We repeat: It is not duress for a party to do or threaten to do what it has a legal right to do.

Nor are we persuaded that the prices offered by the Government were substantially below the fair market value of the property at the time of the sale. The various properties were purchased over a period of some five years, and in that time there was great fluctuation in land values, due in part at least to the Korean War. The proof shows that the index of farm prices increased some 362 percent in the period during which these properties were being acquired. The result is that the Government did pay quite a good deal more for property acquired toward the end of the period of acquisitions than it had paid at the beginning. In all instances defendant undertook to pay landowners what it thought the current market value of their property was.

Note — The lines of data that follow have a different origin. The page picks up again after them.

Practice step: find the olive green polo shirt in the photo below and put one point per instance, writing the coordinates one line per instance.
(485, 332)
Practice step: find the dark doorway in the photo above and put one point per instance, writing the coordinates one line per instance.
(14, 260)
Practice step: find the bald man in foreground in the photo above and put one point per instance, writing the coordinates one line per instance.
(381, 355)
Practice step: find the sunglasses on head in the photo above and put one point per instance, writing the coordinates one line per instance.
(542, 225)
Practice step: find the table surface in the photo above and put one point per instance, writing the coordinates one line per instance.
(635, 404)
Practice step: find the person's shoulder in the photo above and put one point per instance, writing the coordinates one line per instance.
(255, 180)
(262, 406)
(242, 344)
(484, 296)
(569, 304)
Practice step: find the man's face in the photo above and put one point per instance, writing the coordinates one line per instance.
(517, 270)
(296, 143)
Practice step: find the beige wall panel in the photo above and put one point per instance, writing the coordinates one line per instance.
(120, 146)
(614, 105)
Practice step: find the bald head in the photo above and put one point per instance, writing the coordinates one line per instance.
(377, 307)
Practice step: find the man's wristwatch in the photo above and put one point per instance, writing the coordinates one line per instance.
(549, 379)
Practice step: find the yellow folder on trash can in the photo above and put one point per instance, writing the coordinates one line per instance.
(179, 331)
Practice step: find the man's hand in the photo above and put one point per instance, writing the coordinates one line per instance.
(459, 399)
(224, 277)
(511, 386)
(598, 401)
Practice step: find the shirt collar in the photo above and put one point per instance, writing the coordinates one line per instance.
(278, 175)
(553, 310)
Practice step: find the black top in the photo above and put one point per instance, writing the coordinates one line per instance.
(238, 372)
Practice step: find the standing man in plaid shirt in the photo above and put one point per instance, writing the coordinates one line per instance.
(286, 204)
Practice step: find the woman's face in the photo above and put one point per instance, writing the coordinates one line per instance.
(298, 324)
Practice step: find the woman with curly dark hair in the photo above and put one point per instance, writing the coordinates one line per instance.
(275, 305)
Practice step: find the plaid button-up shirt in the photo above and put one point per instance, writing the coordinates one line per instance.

The period of acquisitions was spread over a long time because of a number of things, uncertainty as to the height of the dam to be erected, and, hence, the amount of property to be flooded, Congressional appropriations, etc. Much of the dissatisfaction has arisen from the fact that some landowners received more for their property than others, but this happened because of the increase in market value over the intervening years.

As an illustration of the fact that defendant paid a fair price for the properties purchased, we cite the instance of Mr. Hardgrove's property, one of the plaintiffs. Mr. Hardgrove owned a farm in Canton Valley, which was considered the richest farming area within the project. He was offered $159 an acre for the two tracts which he owned. One tract consisted of 60 acres, and the other of 38.9 acres. The 38.9 acres were appraised at $125 an acre. This was a part of a 320-acre tract of land which Mr. Hardgrove and his partner had bought from the Teague Estate in 1947, about two years prior to its sale to the Government. *208 For this 38.9 acres Hardgrove and his partner had paid $78.25 an acre. In the same year in which the property was sold to the Government, Hardgrove bought out his partner's interest in this 38.9 acres for $93.75 an acre. About six months later the Government paid him $125 an acre. Mr. Hardgrove signed the deed after consultation with his lawyer and in his lawyer's office.

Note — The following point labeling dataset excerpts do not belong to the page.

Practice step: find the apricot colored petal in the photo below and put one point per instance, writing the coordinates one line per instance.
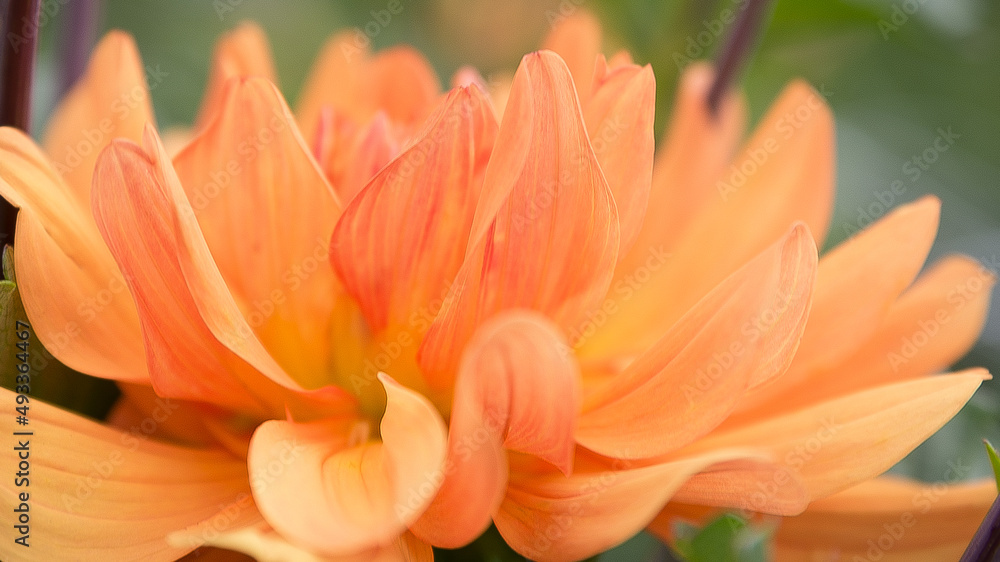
(741, 334)
(519, 389)
(551, 517)
(263, 543)
(334, 83)
(694, 151)
(339, 497)
(267, 213)
(402, 83)
(619, 119)
(869, 271)
(788, 166)
(373, 148)
(577, 39)
(135, 214)
(839, 443)
(111, 100)
(890, 519)
(97, 493)
(401, 240)
(241, 53)
(72, 289)
(931, 326)
(545, 234)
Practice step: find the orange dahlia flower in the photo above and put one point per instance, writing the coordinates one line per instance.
(386, 324)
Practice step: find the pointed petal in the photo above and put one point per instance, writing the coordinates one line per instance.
(267, 214)
(555, 517)
(371, 150)
(871, 271)
(340, 497)
(263, 543)
(333, 83)
(187, 291)
(96, 493)
(135, 214)
(545, 233)
(619, 120)
(73, 292)
(932, 325)
(109, 101)
(693, 154)
(401, 241)
(517, 388)
(787, 175)
(241, 53)
(890, 519)
(839, 443)
(577, 39)
(741, 334)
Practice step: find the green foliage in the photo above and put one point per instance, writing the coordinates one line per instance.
(51, 381)
(727, 538)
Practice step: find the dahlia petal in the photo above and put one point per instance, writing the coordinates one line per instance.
(836, 444)
(267, 382)
(740, 335)
(135, 214)
(517, 388)
(340, 497)
(243, 52)
(263, 543)
(373, 149)
(871, 271)
(399, 242)
(554, 517)
(694, 152)
(792, 164)
(932, 325)
(96, 493)
(545, 234)
(333, 83)
(71, 287)
(403, 84)
(889, 519)
(111, 100)
(267, 213)
(619, 120)
(577, 40)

The sale by Mr. Hardgrove is referred to because Mr. Hardgrove was one of the leading men in the community and had been instrumental in calling a meeting of the property owners to confer with Government agents relative to the sale of their properties.

We do not mean to say that the facts in his case exist in all other cases. Indeed, some of the other landowners in the reservoir area, who refused to execute deeds voluntarily, got considerably more as the result of condemnation proceedings than had been offered them. But whether or not this is so, the recitation of the Government's dealing with Mr. Hardgrove shows that the Government agents were undertaking to deal fairly with the landowners, and their action in his case is by no means exceptional. We are convinced that in all cases they at least tried to act fairly.

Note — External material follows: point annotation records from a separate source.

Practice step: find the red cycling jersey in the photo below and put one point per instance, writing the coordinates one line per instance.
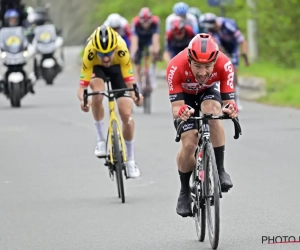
(181, 79)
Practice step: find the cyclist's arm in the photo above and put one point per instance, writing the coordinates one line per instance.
(134, 38)
(168, 22)
(86, 72)
(226, 84)
(156, 35)
(167, 55)
(126, 68)
(176, 95)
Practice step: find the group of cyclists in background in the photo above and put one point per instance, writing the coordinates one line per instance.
(180, 27)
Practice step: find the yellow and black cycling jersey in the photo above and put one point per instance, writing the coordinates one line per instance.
(121, 57)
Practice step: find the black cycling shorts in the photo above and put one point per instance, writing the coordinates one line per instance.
(195, 101)
(116, 78)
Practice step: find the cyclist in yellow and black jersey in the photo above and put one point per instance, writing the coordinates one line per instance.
(106, 55)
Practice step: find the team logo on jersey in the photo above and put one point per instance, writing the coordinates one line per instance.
(122, 53)
(90, 55)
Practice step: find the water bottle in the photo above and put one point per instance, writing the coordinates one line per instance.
(199, 160)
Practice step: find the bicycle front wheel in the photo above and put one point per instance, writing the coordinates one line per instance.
(212, 195)
(198, 206)
(118, 161)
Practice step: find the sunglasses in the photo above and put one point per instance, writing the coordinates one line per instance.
(105, 54)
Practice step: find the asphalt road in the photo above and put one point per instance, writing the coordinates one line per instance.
(55, 194)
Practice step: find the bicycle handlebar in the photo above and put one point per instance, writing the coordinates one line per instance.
(108, 92)
(237, 126)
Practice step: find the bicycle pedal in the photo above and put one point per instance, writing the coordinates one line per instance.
(102, 156)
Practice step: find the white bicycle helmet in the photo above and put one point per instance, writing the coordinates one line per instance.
(114, 20)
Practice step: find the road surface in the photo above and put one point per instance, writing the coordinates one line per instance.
(55, 194)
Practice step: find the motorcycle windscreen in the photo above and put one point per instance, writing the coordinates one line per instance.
(45, 33)
(12, 39)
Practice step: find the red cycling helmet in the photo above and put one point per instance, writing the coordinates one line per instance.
(177, 25)
(203, 49)
(145, 14)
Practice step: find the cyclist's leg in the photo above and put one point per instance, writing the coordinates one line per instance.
(97, 84)
(152, 68)
(125, 102)
(137, 64)
(211, 103)
(127, 40)
(185, 159)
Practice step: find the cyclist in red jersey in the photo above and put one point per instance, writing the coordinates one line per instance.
(177, 39)
(200, 78)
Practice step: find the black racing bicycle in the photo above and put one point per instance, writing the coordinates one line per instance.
(206, 189)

The commissioner of this court has dealt in detail with each claim, and makes an ultimate finding in finding 139. In this finding he says:

"Defendant paid the fair market value at the time of sale for the various properties bought from plaintiffs. Prices paid were also comparable as between plaintiffs to the extent of sales made at or about the same time for similar lands. Plaintiffs were offered the full appraised price set after appraisal by qualified agents of defendant. * * *"

He also finds that there was no misrepresentation of material facts, and that the parties executing deeds were not acting under duress. We think the facts found in his report and the evidence introduced fully support these conclusions. We agree with and have adopted his finding including his ultimate finding.

We conclude, therefore, that plaintiffs are not entitled to recover either at law or in equity. Whether or not anything should be paid them as a gratuity rests, of course, within the sole discretion of Congress.

This opinion, together with the findings of fact, which follow, will be certified to the Congress pursuant to Senate Resolution 115, 84th Congress, 1st Session.

JONES, Chief Judge, McLAUGHLIN, District Judge (sitting by designation), and MADDEN, Judge, concur.